The language of Title VI makes no allowance for racial considerations in university admissions. It prohibits all forms of racial discrimination at universities that accept federal funds, with no exceptions for “compelling interests,” “diversity,” or “strict scrutiny.” Harvard is indisputably violating this statutory command by using racial considerations in its undergraduate admissions. And the Court must enforce the statute as written and demand that Harvard stop using racial preferences or forgo federal funds.

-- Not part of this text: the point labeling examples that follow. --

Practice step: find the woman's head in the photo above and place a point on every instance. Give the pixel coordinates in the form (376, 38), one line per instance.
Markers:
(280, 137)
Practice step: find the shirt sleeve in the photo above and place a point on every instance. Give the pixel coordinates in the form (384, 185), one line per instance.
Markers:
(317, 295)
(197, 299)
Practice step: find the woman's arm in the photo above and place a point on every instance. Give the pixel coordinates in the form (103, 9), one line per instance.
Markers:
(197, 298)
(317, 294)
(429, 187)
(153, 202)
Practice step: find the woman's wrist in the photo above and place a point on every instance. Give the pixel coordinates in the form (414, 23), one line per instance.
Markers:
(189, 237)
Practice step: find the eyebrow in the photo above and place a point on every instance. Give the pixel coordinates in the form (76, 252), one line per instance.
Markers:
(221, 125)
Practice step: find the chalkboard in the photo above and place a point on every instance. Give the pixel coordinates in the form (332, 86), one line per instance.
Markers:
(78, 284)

It is not necessary for this Court to resolve the more difficult questions surrounding the constitutionality of affirmative action under the Equal Protection Clause. Title VI prohibits racial preferences regardless of whether the Equal Protection Clause should be construed to impose a separate constitutional prohibition on the practice, and the idea that Title VI mirrors the commands of the Equal Protection Clause is textually indefensible and should be repudiated. The Court needs only to enforce the commands of an unambiguous federal statute to resolve this case, and there is no affirmative-action exception to the requirements of Title VI.

“The advantages of this approach are obvious. Rather than head into the weeds, the justices could simply point to the unambiguous text of Title VI to settle the issue. As the Times points out, this could provide the justices with a much simpler solution,” Sexton notes.

A similar situation arose in California last year. A ballot issue was put before voters to amend the state’s constitution in order to push affirmative action in schools to change the current wording, which says: “The State shall not discriminate against, or grant preferential treatment to, any individual or group on the basis of race, sex, color, ethnicity, or national origin in the operation of public employment, public education, or public contracting.”

But voters overwhelmingly rejected that, leading Sexton to conclude if largely left-leaning voters in the Golden State rejected it, then the vast majority of the rest of the country would, as well.

That alone gives the high court cover.

“If the Supreme Court were to force colleges and university to adhere to the language of Title VI they would find that the overwhelming majority of Americans would support the decision,” Sexton concluded.